British antiquarian seller

Bernard Hartmut Breslauer (1 July 1918 – 14 August 2004) was a German antiquarian book dealer and collector, who lived in turn in Germany, England and the United States. As a book dealer he published many catalogues and was a scholar of book history.

==Life==
Breslauer was born into a Jewish family. His father Martin Breslauer founded a antiquarian bookshop in Berlin in 1898. Born in Charlottenburg, Bernd was his only son and while on his father's business dealings he met the bibliophile and author Stefan Zweig. In 1934, a year after the Nazis seized power in Germany, his family had to give up their home in Lichterfelde and move to the Meinekestraße. Bernd was ejected from his secondary school on racist grounds in 1935 and worked as an apprentice to Leo Olschki in Florence and then in his father's bookshop. Nazi anti-Semitism made it difficult to run the bookshop, which eventually fell prey to the Reich Flight Tax. The family moved to the United Kingdom on 1 July 1937. The collector Robert von Hirsch had been a client of the bookshop and was also a family friend – he had emigrated to Switzerland in 1933 and gave the family a loan to rebuild the bookshop in London.
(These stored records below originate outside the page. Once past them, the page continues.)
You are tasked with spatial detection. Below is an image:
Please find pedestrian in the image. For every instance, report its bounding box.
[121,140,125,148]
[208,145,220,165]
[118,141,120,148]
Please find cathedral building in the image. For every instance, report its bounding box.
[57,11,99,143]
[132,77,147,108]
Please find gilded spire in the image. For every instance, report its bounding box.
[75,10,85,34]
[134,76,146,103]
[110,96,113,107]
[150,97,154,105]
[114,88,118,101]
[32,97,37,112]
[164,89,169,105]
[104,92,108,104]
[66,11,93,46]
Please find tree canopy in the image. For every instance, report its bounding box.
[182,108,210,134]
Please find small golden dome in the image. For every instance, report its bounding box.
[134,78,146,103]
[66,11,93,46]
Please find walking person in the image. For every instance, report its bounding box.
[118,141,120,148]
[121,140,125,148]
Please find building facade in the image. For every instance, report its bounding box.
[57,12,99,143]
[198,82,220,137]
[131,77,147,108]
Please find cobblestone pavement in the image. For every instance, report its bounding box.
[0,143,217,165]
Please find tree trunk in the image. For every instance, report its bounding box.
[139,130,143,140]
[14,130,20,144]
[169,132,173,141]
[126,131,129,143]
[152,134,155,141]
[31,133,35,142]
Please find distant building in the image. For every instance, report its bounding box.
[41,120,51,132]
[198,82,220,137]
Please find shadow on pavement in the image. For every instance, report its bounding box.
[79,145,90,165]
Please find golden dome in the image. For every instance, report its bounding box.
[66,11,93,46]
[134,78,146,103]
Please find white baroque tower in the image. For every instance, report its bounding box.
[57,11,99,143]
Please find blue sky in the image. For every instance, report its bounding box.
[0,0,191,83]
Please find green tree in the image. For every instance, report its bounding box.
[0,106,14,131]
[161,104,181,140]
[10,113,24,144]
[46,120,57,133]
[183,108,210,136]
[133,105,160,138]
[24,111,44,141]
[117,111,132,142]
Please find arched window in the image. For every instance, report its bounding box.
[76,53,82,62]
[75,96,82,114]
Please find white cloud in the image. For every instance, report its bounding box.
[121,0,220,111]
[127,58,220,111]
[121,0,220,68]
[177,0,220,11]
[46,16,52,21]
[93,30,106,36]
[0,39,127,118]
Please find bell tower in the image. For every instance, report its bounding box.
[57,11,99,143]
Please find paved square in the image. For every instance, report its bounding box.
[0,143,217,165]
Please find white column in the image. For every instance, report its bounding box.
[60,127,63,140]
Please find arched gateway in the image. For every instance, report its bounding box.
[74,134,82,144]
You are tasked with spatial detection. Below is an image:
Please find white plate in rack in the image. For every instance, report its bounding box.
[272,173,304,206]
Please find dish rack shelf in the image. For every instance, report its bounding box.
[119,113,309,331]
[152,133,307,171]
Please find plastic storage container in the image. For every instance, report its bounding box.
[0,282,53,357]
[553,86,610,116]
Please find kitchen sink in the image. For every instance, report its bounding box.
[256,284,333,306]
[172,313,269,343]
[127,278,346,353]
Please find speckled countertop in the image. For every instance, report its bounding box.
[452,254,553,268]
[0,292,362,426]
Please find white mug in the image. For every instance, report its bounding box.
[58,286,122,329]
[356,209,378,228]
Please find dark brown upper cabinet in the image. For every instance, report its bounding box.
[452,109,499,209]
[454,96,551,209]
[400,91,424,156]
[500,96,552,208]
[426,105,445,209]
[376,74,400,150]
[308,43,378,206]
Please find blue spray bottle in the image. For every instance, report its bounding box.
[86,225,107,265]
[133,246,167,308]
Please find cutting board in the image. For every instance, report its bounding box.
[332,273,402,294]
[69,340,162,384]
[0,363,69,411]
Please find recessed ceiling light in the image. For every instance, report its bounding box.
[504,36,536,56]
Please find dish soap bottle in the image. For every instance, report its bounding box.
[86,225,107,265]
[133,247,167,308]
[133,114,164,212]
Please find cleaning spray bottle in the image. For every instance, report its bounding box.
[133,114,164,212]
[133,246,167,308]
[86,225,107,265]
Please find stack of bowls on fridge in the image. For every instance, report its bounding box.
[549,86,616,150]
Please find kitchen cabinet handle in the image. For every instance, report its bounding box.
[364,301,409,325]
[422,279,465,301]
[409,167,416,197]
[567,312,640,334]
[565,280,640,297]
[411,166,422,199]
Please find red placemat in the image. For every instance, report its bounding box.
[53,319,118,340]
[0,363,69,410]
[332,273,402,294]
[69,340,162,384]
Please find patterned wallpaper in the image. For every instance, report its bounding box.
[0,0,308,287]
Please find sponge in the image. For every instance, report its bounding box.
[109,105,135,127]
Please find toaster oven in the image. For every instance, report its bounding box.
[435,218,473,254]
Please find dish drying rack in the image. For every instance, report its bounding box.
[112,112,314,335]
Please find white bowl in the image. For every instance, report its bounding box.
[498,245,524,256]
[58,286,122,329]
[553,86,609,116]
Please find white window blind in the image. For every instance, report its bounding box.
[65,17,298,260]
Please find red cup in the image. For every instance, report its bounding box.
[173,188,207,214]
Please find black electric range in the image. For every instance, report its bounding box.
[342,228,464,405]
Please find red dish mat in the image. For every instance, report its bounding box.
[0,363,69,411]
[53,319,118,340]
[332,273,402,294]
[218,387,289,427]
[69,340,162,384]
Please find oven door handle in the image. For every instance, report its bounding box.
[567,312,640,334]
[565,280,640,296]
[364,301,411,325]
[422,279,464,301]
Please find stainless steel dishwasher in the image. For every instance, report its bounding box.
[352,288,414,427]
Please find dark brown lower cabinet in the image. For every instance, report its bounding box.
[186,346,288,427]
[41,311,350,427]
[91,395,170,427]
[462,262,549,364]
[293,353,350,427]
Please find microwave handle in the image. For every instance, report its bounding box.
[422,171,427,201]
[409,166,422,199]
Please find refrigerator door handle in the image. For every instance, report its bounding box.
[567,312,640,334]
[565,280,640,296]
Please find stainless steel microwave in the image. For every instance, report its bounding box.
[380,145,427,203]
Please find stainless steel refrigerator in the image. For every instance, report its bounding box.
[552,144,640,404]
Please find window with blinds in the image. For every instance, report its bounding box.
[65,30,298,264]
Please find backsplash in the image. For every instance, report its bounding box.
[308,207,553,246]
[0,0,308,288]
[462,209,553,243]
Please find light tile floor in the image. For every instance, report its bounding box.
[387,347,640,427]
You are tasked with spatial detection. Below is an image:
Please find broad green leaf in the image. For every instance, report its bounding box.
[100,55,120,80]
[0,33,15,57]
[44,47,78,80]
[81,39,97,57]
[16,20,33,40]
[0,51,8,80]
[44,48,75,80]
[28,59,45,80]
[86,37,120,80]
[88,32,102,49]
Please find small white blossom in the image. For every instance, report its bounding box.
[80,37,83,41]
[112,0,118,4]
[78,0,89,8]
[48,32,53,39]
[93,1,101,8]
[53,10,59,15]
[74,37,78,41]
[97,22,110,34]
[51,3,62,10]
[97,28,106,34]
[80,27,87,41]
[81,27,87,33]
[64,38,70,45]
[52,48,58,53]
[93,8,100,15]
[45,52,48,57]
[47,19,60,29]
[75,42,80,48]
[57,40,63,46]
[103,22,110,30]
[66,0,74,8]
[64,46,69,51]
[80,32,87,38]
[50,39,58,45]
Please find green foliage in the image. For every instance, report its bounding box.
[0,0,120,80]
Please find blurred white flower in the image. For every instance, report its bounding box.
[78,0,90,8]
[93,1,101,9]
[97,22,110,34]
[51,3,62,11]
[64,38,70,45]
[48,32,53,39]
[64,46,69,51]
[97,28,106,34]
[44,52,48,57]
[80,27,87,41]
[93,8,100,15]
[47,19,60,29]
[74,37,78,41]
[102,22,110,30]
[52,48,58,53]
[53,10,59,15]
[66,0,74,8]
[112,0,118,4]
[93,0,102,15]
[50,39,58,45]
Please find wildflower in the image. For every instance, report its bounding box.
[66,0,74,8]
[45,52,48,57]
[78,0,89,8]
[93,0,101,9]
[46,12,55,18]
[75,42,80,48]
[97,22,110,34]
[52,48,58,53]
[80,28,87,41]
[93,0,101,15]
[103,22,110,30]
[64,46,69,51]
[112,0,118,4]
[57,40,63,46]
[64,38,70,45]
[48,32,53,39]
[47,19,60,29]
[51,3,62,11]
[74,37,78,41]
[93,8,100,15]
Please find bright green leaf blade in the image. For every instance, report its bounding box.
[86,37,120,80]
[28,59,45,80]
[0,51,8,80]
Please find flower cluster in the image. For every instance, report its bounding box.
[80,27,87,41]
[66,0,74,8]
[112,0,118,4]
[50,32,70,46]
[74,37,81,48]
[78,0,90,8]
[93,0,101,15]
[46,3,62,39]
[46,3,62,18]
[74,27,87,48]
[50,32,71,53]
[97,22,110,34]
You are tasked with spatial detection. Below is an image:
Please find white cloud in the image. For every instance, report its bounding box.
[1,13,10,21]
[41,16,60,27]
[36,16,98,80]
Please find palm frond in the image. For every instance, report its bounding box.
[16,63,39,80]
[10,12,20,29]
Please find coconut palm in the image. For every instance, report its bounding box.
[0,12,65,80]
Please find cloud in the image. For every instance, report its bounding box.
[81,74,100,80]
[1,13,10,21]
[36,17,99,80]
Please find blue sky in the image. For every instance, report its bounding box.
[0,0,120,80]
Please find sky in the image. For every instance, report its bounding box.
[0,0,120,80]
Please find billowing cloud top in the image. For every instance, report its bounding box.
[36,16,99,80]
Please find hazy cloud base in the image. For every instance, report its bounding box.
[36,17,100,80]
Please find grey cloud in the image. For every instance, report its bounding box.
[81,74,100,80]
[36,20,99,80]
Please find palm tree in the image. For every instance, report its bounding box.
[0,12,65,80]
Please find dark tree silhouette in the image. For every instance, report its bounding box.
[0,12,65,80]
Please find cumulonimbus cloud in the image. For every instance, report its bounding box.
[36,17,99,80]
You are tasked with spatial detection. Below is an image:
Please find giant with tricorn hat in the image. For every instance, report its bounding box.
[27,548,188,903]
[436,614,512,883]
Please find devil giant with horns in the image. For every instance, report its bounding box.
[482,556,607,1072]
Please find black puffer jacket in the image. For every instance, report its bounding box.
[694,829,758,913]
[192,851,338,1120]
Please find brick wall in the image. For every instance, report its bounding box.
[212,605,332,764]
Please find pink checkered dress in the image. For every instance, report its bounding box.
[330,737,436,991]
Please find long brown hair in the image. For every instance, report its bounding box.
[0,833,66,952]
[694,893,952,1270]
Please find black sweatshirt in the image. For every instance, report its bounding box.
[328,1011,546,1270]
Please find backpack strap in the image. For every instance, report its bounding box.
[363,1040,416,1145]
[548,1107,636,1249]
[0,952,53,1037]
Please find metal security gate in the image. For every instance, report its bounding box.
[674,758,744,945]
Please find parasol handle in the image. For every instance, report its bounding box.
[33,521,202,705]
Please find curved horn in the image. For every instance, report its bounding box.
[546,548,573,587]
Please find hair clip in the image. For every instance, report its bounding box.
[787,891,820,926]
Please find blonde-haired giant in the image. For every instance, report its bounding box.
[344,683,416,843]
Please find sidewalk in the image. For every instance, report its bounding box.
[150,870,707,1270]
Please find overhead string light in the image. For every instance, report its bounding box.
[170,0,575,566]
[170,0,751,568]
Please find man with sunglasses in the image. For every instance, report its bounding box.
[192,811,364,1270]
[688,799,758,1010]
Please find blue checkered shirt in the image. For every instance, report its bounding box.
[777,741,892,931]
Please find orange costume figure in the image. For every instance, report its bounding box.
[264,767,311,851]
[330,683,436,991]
Breslauer was interned as an enemy alien on the Isle of Man on the outbreak of war in 1939 and his father died in Bloomsbury the following year during the Blitz. Breslauer served in the British Army for four years, initially in the Pioneer Corps and later in intelligence. At the war's end he resumed trading as a bookseller from his mother's house in Chiswick and in 1947 opened a shop in the City of London. He specialised in autographs and in medieval and Renaissance book bindings. He published over a hundred catalogues as a dealer and wrote articles for journals on books and book history. He moved to Fifth Avenue in New York in 1977 and a year later bought a Gutenberg Bible for the unprecedented price of $2.2 million at a Christie's auction for the Württembergische Landesbibliothek in Stuttgart. In 1980 he bought the best items from Hans Fürstenberg's book collection.

In 1992 the Pierpont Morgan Library mounted an exhibition titled The Breslauer Collection of Manuscript Illuminations – with over a hundred books, his was one of the world's largest private collections. A special issue of The Book Collector, "To Bernard Breslauer on the Centenary of the Firm, Martin Breslauer and His Own Eightieth Birthday," commemorated the exhibit.

He also owned a collection of illuminated manuscripts, part of which is now in the J. Paul Getty Museum in Los Angeles. In 1997 Breslauer donated his family archive and his firm's archive to the Staatsbibliothek zu Berlin – in the same year he was given an honorary doctorate by the Freie Universität Berlin. He never married and had no children and so just before his death he founded the B.H. Breslauer Foundation New York, which was awarded the Max-Herrmann-Preis in 2014 for its regular support for the Staatsbibliothek zu Berlin. He also endowed a professor of bibliography at the University of California and left funds to the Houghton Library, Harvard University Library and the British Library for buying rare books.

Breslauer's estate was auctioned at Christie's in 2005. In 2008 the International League of Antiquarian Booksellers added his name to their four-yearly prize for bibliography, making it the ILAB Breslauer Prize for Bibliography.

== Selected works==
- Heinrich IV. Graf und Herr zu Castell. Ein deutscher Büchersammler der Renaissance und die für ihn während seiner Studienjahre in Orléans, Paris und Bologna hergestellten Einbände. Degener, Neustadt a.d. Aisch 1992 (Englisch 1978)
- The uses of bookbinding literature. Book Arts Press, New York 1986
- Hans Fürstenberg oder ... über bibliophilen Ruhm. Imprimatur : ein Jahrbuch für Bücherfreunde, Bd. N.F. 11, 1984, S. 121–133

== Bibliography ==
- William M. Voelkle; Roger S. Wieck; Maria Saffiotti Dale: The Bernard H. Breslauer collection of manuscript illuminations. Pierpont Morgan Library, New York 1992.
- Breslauer, Bernd. In Rudolf Vierhaus (ed.): Deutsche Biographische Enzyklopädie. Volume 2. Saur, München 2005 S. 64–65.